Last month the Texas Supreme Court ruled that the undefined term “windstorm,” as used in a Texas homeowners’ policy, is unambiguous and includes a tornado. Privilege Underwriters Reciprocal Exchange v. Mankoff, No. 24-0132, __ S.W.3d ___ (Tex., Feb. 13, 2026) (not yet released for publication). Therefore, the policy’s windstorm and hail deductible applied to the loss.
The Mankoffs’ home suffered damage in the 2019 tornado that raced through the heart of Dallas. They made a claim under their homeowners’ policy. The insurer made only a partial payment, advising that the tornado qualified as a “windstorm” and, thus, the claim was subject to the policy’s $87,156 “Windstorm or Hail Deductible.”
This provision stated: “In the event of direct physical loss to property covered under this policy caused directly or indirectly by windstorm or hail, the Windstorm or Hail deductible listed on your Declarations is the amount of the covered loss for dwelling, other structures and contents that you will pay.” The policy did not define “windstorm.”
The insureds sued for breach of contract but the trial court granted summary judgment to the insurer. The insureds appealed, and a divided Dallas Court of Appeals reversed. The Texas Supreme Court granted review and reversed the Court of Appeals, reinstating the trial court’s judgment in favor of the insurer.
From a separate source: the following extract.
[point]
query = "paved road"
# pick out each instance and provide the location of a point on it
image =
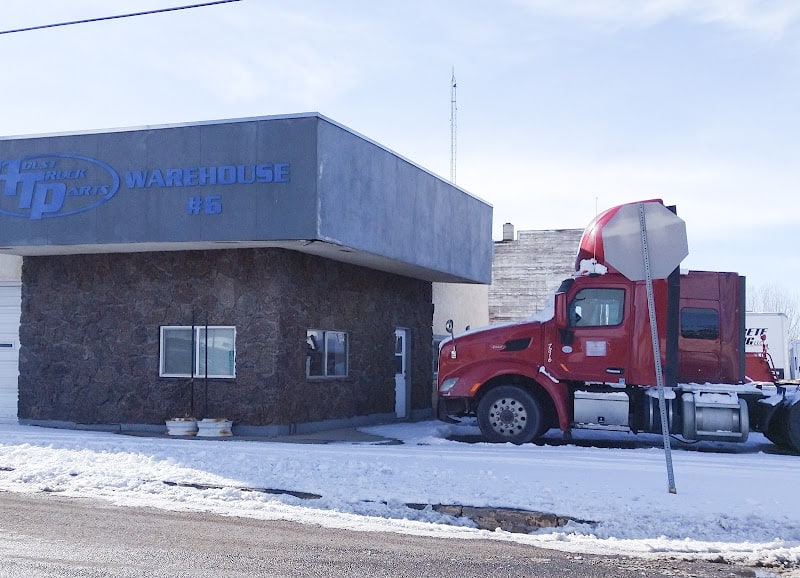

The Court examined the policy’s plain language, applying long-standing principles of contract interpretation. The Court looked at multiple dictionary definitions of windstorm, finding them “markedly consistent” and having a “common thread”: a windstorm is a storm marked by high or violent winds but with little or no precipitation.
The Court also examined various statutes using the term windstorm. It found that none of the provisions indicated that the Legislature understood “windstorm” to exclude a tornado. The Court examined several state and federal cases cited by the parties and concluded that courts and parties over the years have viewed tornadoes as windstorms.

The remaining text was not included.